Congratulating the Afghans on Saturday's "historic" Presidential and Provincial Council elections, Ban said the elections "mark an important step forward in Afghanistan’s first democratic transition of power."
He noted the strong participation of women in the polls, as elections workers, observers, candidates and as voters, describing it as another step forward for Afghan women in taking their rightful place in society and having a say in their country's future on an equal basis with Afghan men.
Ban also commended the Afghan national security forces for their professionalism and dedication that enabled citizens to vote in the face of serious security threats.
He hoped that efforts by Afghanistan's independent electoral institutions would ensure that the final results reflect the will of the voters.

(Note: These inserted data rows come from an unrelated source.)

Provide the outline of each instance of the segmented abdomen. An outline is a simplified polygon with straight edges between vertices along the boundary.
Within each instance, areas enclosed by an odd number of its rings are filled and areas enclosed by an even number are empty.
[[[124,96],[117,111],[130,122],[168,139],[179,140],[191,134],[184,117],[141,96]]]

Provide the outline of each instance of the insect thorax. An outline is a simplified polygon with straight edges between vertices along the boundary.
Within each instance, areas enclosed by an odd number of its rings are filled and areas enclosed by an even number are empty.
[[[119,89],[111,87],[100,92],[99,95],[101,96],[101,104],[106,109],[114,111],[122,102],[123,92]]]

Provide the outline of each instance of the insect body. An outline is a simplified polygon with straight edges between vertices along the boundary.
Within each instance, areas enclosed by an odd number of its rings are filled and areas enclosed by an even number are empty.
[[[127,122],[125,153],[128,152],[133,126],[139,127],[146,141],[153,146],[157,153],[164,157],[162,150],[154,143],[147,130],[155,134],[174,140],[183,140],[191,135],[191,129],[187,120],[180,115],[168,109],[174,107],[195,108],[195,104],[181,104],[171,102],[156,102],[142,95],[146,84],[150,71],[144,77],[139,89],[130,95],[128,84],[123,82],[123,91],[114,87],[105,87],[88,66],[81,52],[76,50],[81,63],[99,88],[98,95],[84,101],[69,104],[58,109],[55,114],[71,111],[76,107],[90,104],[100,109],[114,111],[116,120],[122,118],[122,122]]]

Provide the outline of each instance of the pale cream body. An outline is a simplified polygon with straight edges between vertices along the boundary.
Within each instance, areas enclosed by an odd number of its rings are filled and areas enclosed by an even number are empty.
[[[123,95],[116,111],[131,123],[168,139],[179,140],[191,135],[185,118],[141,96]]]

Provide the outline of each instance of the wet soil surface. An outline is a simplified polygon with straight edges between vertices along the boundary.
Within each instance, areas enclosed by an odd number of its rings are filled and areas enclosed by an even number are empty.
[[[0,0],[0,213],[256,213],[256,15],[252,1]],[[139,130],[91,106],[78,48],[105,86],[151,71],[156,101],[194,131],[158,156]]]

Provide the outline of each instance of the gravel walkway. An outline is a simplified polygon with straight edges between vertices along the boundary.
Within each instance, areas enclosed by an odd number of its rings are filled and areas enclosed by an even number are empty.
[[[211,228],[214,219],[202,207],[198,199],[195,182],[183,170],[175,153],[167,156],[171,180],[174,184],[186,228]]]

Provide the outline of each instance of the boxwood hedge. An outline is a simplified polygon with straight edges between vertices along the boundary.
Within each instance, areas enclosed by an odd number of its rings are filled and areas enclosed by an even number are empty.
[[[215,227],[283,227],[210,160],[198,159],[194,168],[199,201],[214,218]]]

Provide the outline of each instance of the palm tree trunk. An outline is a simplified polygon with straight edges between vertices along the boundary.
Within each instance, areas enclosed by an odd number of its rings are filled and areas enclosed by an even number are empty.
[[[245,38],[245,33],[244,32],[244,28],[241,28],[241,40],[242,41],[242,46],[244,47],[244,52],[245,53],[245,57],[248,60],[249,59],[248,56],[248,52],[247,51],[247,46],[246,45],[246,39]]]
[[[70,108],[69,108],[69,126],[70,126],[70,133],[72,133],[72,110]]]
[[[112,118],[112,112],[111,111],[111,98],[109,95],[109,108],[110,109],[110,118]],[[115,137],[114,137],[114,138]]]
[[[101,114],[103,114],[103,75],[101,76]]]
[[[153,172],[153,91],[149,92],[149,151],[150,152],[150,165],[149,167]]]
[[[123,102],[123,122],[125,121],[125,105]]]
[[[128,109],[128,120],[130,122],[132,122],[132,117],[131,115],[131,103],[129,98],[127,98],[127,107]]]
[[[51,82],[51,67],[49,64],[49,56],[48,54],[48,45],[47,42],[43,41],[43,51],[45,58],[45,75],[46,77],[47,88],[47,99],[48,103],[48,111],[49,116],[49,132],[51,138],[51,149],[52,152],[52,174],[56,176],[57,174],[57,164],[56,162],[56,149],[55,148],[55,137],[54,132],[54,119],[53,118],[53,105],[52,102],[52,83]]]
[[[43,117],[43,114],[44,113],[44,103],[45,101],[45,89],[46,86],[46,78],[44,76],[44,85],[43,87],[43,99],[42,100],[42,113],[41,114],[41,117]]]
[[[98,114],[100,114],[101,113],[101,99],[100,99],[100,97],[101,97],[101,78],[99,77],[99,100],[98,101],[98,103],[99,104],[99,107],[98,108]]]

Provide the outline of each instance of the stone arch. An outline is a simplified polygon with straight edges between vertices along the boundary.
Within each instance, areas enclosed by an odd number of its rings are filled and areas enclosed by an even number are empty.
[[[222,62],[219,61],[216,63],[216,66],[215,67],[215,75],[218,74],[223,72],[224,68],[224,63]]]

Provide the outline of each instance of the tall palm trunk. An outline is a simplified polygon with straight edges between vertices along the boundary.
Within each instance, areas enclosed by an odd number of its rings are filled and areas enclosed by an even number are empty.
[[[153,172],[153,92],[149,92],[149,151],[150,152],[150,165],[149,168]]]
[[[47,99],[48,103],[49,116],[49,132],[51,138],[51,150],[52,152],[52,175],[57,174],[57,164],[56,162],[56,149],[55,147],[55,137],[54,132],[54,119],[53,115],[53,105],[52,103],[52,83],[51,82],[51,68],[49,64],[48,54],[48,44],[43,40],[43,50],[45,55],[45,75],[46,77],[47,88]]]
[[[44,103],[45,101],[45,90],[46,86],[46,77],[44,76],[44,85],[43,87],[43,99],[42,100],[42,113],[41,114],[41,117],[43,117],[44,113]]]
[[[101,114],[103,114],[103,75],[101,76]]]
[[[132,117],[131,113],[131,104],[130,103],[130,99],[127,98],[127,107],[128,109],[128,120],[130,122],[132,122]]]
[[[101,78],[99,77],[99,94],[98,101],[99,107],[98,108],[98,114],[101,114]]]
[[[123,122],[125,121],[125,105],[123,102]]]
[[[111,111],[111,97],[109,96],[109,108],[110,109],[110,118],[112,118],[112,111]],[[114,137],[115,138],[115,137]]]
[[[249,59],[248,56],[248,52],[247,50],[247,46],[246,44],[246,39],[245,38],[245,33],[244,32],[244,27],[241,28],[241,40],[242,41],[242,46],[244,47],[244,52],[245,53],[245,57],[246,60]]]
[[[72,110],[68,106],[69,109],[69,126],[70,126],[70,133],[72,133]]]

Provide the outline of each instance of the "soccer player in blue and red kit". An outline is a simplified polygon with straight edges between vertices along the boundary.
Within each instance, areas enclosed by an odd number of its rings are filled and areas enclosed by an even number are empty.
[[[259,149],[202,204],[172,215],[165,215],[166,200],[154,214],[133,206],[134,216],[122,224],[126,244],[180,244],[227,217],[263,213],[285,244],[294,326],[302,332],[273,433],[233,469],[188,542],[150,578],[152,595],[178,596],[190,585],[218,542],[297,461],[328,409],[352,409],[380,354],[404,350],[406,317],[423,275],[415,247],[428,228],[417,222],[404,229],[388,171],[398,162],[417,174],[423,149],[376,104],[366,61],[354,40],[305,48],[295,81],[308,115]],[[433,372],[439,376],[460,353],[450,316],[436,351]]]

"The Secretary-General encourages all Afghans to continue supporting the electoral institutions as they discharge their critical responsibilities fairly, transparently and in the interests of the Afghan people," the statement added.
The powerful UN Security Council also welcomed the national vote, reiterating that the historic elections are critical to Afghanistan’s transition and democratic development.
The 15-nation Council commended the participation and courage of the Afghan people to cast their ballot despite the threat and intimidation by the Taliban and other extremist and terrorist groups.
It, however, condemned the actions of those who attempted to disrupt the elections, such as terrorist attacks against civilians, including election personnel and candidates, as well as attacks against election infrastructure.
"The members of the Council condemn violent and terrorist activities by the Taliban, Al-Qaeda and other violent and extremist groups and illegal armed groups aimed at destabilizing the situation in the country," it said.
Among the front-runners to succeed President Hamid Karzai are former foreign minister Zalmai Rassoul, Abdullah Abdullah-runner up in the 2009 election - and former World Bank academic Ashraf Ghani.